# This is a sample Jupyter Notebook

Below is an example of a code cell. 
Put your cursor into the cell and press Shift+Enter to execute it and select the next one, or click !here goes the icon of the corresponding button in the gutter! button.
To debug a cell, press Alt+Shift+Enter, or click !here goes the icon of the corresponding button in the gutter! button.

Press Double Shift to search everywhere for classes, files, tool windows, actions, and settings.

To learn more about Jupyter Notebooks in PyCharm, see [help](https://www.jetbrains.com/help/pycharm/jupyter-notebook-support.html).
For an overview of PyCharm, go to Help -> Learn IDE features or refer to [our documentation](https://www.jetbrains.com/help/pycharm/getting-started.html).

In [5]:
from nltk.corpus import wordnet as wn
from nltk.corpus import stopwords as sw
from nltk.corpus import wordnet2022 as wn22
import nltk

[nltk_data] Downloading package wordnet to /Users/bogdan/nltk_data...
[nltk_data]   Package wordnet is already up-to-date!
[nltk_data] Downloading package stopwords to
[nltk_data]     /Users/bogdan/nltk_data...
[nltk_data]   Package stopwords is already up-to-date!
[nltk_data] Downloading package wordnet2022 to
[nltk_data]     /Users/bogdan/nltk_data...
[nltk_data]   Package wordnet2022 is already up-to-date!


True

In [7]:
# print(len([1 for _ in wn22.all_synsets()]))

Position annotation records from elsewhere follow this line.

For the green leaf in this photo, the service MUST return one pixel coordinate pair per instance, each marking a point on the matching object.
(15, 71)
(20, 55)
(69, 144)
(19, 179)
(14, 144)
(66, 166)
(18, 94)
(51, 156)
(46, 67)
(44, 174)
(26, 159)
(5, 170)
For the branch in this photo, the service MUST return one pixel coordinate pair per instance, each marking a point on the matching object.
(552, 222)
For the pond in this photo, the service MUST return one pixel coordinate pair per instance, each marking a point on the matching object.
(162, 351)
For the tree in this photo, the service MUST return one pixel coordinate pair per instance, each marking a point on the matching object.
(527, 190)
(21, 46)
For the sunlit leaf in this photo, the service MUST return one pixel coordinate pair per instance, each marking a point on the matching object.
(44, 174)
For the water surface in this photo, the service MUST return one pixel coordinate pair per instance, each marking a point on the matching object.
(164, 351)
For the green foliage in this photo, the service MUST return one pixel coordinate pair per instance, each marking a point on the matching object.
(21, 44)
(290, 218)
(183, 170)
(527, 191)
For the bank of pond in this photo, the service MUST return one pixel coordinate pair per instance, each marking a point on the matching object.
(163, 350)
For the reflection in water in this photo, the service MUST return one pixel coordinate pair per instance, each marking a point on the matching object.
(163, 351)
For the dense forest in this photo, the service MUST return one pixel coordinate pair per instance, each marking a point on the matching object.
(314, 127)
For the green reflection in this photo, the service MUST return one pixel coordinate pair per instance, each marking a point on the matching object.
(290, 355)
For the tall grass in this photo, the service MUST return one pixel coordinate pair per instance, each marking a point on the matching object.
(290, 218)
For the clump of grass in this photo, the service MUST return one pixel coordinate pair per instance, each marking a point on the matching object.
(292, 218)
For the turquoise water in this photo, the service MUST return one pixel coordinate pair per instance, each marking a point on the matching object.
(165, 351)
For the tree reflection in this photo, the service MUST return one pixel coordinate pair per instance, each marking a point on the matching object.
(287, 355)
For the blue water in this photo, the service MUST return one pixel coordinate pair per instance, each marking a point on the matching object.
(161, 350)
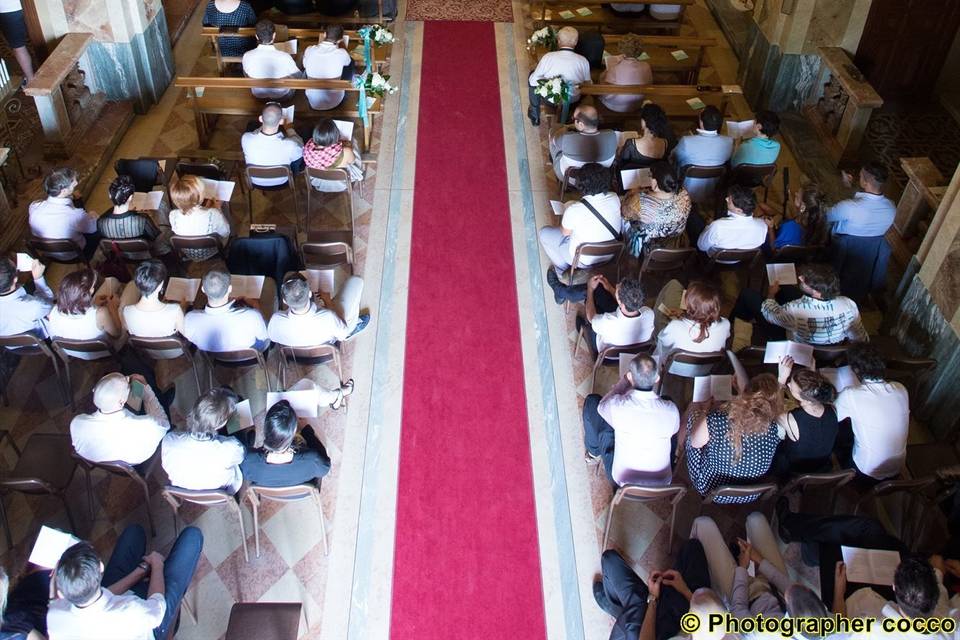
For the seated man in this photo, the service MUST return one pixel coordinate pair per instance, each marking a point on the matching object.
(706, 148)
(564, 62)
(761, 148)
(113, 432)
(267, 62)
(271, 146)
(304, 324)
(21, 312)
(58, 217)
(615, 316)
(739, 229)
(582, 143)
(879, 413)
(328, 60)
(632, 428)
(594, 218)
(224, 324)
(135, 597)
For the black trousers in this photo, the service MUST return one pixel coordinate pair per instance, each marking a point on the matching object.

### Prepare a partial segment of the WordNet2022 dataset

In [8]:
WORDS_PER_POS = 300
EMBEDDING_DIM = 35

In [9]:
synset_dataset_partial = []


def get_synset_data(pos):
    for i, synset in enumerate(wn22.all_synsets(pos=pos)):
        if i == WORDS_PER_POS:
            break
        data = {
            "name": synset.name(),
            "lemmas": synset.lemma_names(),
            "definition": synset.definition(),
            'pos': synset.pos(),
            "examples": synset.examples(),
        }
        synset_dataset_partial.append(data)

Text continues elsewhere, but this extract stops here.